Re: On-disk multipart/form-data part extraction
by blue_cowdawg (Monsignor) on Dec 24, 2012 at 16:47 UTC
        Today my quest is for an approach to extract body "parts" from an HTTP request body of type multipart/form-data -- but to do it all on-disk and in-place without loading any entire "part" into memory at any time.

    eh? Not too sure what you mean by that. As soon as you read from any file a piece of it is in memory...

    What have you tried? Is this part of an email? Is it CGI input? Is it alpaca wool?

    Have you looked at CGI which is pretty much standard stuff?


    Peter L. Berghold -- Unix Professional
    Peter -at- Berghold -dot- Net; AOL IM redcowdawg Yahoo IM: blue_cowdawg

      I suppose I should have been clearer!

      Of course it's fine to have pieces of things in memory during processing. I expected that to be taken as given.

      We just can't hold the entirety of any given "part" in memory, since the parts can be (and regularly are) too large for that.

      Clearer? Thanks!

      Also, since you helpfully mentioned it, regarding CGI:: there is seemingly no success for me, either.

      You see, CGI:: can parse multipart bodies with its upload() member, but seemingly only when they come from STDIN or via CGI::Fast -- neither of which are available to me (nor desirable to me, indeed) as a nginx-embedded perl module.

      Hence my search for another way. The perl "staples" do not seem to cover my use case.

            STDIN or via CGI::Fast -- neither of which are available to me

        STDIN not available? EH?? I've never seen an environment where stdin wasn't available. Even if you opened STDIN directly

        close STDIN; open STDIN,"< myfile.text" or die "myfile.txt: $!"; ... do stuff
        as such. Is this a CGI script or what are you up to here?
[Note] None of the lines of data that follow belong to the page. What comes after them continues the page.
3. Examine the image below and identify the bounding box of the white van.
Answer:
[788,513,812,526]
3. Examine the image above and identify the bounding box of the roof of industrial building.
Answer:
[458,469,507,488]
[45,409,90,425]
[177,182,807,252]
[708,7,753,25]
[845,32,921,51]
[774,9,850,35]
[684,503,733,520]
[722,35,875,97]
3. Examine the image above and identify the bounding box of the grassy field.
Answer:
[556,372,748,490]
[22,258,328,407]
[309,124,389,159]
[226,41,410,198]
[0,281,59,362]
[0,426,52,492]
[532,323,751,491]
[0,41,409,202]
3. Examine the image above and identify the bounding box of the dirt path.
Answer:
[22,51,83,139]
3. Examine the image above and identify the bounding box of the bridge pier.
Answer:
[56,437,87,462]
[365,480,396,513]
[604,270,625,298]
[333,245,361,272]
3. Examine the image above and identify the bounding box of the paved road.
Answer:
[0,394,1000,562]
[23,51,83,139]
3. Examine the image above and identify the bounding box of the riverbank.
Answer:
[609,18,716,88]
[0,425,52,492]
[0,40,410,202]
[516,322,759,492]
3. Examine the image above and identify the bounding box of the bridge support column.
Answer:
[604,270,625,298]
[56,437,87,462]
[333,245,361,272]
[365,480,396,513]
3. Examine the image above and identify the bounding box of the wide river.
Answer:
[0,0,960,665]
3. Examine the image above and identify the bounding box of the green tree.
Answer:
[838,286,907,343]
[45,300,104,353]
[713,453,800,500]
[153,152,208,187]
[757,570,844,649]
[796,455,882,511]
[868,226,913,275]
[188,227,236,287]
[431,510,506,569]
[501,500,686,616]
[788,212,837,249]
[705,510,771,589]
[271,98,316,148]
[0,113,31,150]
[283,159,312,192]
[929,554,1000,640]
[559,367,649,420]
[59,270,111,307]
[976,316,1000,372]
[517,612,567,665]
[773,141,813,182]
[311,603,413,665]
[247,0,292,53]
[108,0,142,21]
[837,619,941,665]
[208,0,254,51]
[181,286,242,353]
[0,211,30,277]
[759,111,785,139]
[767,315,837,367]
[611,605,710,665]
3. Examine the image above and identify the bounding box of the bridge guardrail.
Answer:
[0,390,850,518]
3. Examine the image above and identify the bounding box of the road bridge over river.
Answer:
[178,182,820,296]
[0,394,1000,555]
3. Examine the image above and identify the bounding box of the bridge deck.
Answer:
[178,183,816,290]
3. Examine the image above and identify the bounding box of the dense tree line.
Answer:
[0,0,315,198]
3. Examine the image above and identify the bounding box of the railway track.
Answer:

        Peter L. Berghold -- Unix Professional
        Peter -at- Berghold -dot- Net; AOL IM redcowdawg Yahoo IM: blue_cowdawg

        nginx-embedded perl module

        never heard of it :)

        So http://wiki.nginx.org/HttpPerlModule? In that case,

        ;P

        local *STDIN; open STDIN, '<', $r->request_body_file or die $!; binmode STDIN; my $q = CGI->new( \*STDIN );

        :)

        my $body = Nginx_Body ( $r ); my $uploads = $body->upload; # hashref ## cleanup temp files undef $uploads; undef $body; sub Nginx_Body { my $r = shift; my $tmpdir = shift; my $content_type = $r->headers_in('Content-Type'); my $content_length = $r->headers_in('Content-Length'); my $body = HTTP::Body->new( $content_type, $content_length ); $body->tmpdir( $tmpdir ) if $tmpdir; my $length = $content_length; open my($bodyfh), '<:raw', $r->request_body_file or die $!; while ( $length ) { my $read = read( $bodyfh, my $buffer, ( $length < 8192 ) ? $length : 8192 ); my $bufferlength = length($buffer); die "IMPOSSIBLE $read != $bufferlength " if $read != $bufferle +ngth ; $length -= $bufferlength; $body->add( $buffer ); } return $body; }

        Although, after reading a bit from Nginx - full-featured perl support for nginx nginx might have this feature already , or at least it should :)

Re: On-disk multipart/form-data part extraction
by Anonymous Monk on Dec 24, 2012 at 17:02 UTC
      Try HTTP::Body::MultiPart , HTTP::Body::MultiPart::Extend, MIME::Tools/mimeexplode/MIME::Explode

      Great suggestions, thanks! MIME:Tools::mimeexplode in particular looks very promising. Will give it a go and report back.

Re: On-disk multipart/form-data part extraction (Nginx Plack)
by Anonymous Monk on Dec 24, 2012 at 18:02 UTC
    FWIW, Plack will run under Nginx, and like CGI.pm will keep uploads/multipart in tempfiles for the duration of the request

      Goodness... Plack seems to be a whole "framework" that I'd have to migrate my handler to. Am I wrong in that? I would rather invoke the operations in my current handler than convert to another "framework" (a word I use with some disdain).

        If you migrate, it will run on everything, not just nginx, but yeah, it is PSGI

        I did give HttpUploadModule a try, but I had difficulty getting it to send to my handler an upload-free but otherwise complete body (i.e. with the other form fields that were present in the posted body). I may revisit that, but it seems to me that using perl to explode them out of the original raw body file would be more workable.